Pat Helland gave the opening keynote at Basho's conference Ricon West, yesterday. The general topic was building distributed systems with enterprise guarantees and web scalability on crap. His argument is that enterprise-grade SLAs with lots of nines can be supported on cheap hardware using a strategy of expect failure and recover quickly.
Helland, formerly having done time on the Bing team and at Amazon, is building a distributed data storage system for Salesforce.com. It's design involves a catalog stored in a relational DB and files stored on clusters of storage servers, a technique Helland calls blobs-by-reference.
The files are stored in fragments distributed across a cluster. There was another concept called an “extent”. I wasn't sure if that meant an aggregation of related fragments or just a bucket to dump them in.
SSDs are used as a new layer of the memory hierarchy. Helland argues for using the cheapest and crappiest available. This entails a couple engineering tweaks. Because SSDs degrade with every operation, the software has to manage read write cycles. To detect data corruption, each fragment is packaged with a CRC error-detecting code.

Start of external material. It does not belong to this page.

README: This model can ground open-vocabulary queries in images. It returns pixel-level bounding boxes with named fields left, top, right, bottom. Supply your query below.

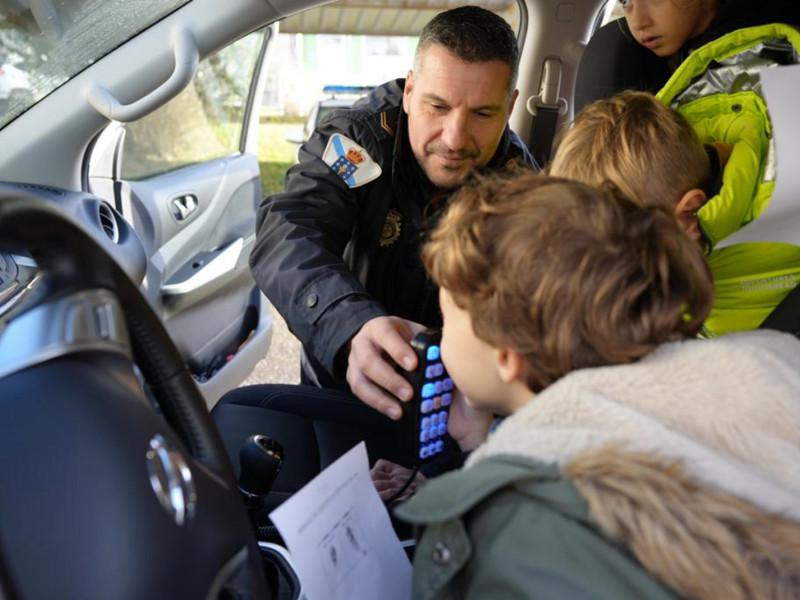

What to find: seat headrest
left=574, top=19, right=671, bottom=114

“By surrounding the data with aggressive error checking, we can be extremely confident of detecting an error and fetching the desired data from one of the other places it has been stored.”
Helland emphasized the importance of immutable data, which goes a long way towards mitigating the inconsistency and race conditions that come with distributed computing. In the proposed storage system, fragments are immutable, which greatly reduces opportunity for the storage nodes to get out of sync with the catalog.
Aside from this talk, Ricon is loaded with good content including a talk by Jeff Dean coming up this afternoon. Send me next year!
More
- The event was live streamed, so I'm guessing a video is forthcoming. (Ricon West Live)
- For now, there's a video of Helland's talk at the same event in 2012 Immutability Changes Everything.
- Helland spoke on Condos and Clouds at LinkedIn.
- See the Register's writeup of the talk. “Salesforce's data-center design: Oracle sits at the core, but after that things get ugly - and cheap!”
- Life beyond Distributed Transactions: an Apostate’s Opinion a 2012 position paper by Helland
- There's Just No Getting around It: You're Building a Distributed System by Mark Cavage writing for ACM Queue.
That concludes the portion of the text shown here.